Materials and methods: Clinical records of 48 consecutive patients with squamous cell carcinoma of the penis who underwent resection of the primary lesion and either inguinal lymph node dissection or were observed for signs of recurrence (median followup 59 months) were reviewed. Parameters examined included pathological tumor stage, quantified depth of invasion and tumor thickness, histological and nuclear grade, percentage of poorly differentiated cancer in the primary tumor, number of mitoses and presence or absence of vascular invasion. Variables were compared in 18 lymph node positive and 30 lymph node negative cases.

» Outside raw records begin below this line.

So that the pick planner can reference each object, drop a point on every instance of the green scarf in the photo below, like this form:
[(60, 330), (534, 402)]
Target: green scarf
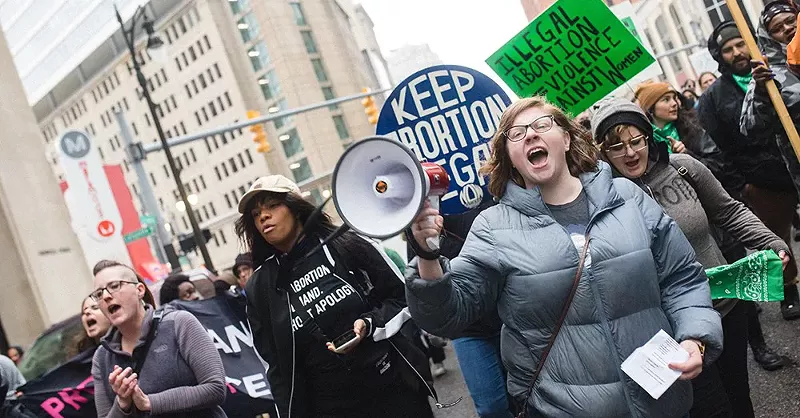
[(757, 277), (742, 80), (661, 134)]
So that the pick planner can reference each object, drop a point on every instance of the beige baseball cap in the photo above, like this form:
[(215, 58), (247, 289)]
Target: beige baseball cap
[(274, 183)]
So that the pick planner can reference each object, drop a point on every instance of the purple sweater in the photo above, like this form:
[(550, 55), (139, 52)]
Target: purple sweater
[(183, 374)]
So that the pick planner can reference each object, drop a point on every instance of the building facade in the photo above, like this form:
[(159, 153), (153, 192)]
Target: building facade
[(223, 58), (409, 59), (671, 25), (45, 278)]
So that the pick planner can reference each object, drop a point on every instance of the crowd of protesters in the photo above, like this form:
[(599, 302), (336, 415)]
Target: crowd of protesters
[(354, 330)]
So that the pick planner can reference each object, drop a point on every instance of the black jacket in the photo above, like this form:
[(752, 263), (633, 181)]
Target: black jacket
[(456, 228), (378, 281), (753, 159)]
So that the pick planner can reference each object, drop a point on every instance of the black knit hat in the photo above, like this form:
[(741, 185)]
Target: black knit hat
[(775, 8), (612, 112)]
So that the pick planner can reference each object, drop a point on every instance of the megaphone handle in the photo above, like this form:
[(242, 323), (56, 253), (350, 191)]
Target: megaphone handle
[(433, 242)]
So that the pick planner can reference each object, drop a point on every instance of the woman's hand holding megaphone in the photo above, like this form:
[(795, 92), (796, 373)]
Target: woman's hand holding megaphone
[(428, 224)]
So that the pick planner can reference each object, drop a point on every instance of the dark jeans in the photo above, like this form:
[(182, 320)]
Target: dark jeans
[(395, 401), (710, 399), (732, 363), (484, 374), (723, 389)]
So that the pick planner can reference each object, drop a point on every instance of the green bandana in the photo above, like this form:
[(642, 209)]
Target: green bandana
[(742, 80), (661, 134), (757, 277)]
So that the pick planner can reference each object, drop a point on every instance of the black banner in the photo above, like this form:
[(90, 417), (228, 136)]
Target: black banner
[(68, 391)]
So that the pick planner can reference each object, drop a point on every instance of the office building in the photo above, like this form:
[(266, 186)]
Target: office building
[(223, 58), (409, 59), (44, 275)]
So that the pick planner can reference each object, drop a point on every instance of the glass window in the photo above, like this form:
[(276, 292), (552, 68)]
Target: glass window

Results: Pathological tumor stage, vascular invasion and presence of greater than 50% poorly differentiated cancer were the strongest predictors of nodal metastasis on univariate and multivariate regression analyses. None of 15 pT1 tumors exhibited vascular invasion or lymph node metastases. Of 33 patients with pT2 or greater tumors 21 (64%) had vascular invasion and 18 (55%) had metastases. Only 4 of 25 patients (15%) with 50% or less poorly differentiated cancer in the penile tumor had metastases compared with 14 of 23 patients (61%) with greater than 50% poorly differentiated cancer (p = 0.001). No other variables tested were significantly different among the patient cohorts.
Conclusions: Pathological stage of the penile tumor, vascular invasion and greater than 50% poorly differentiated cancer were independent prognostic factors for inguinal lymph node metastasis. Prophylactic lymphadenectomy in compliant patients with pT1 lesions without vascular invasion and 50% or less poorly differentiated cancer does not appear warranted.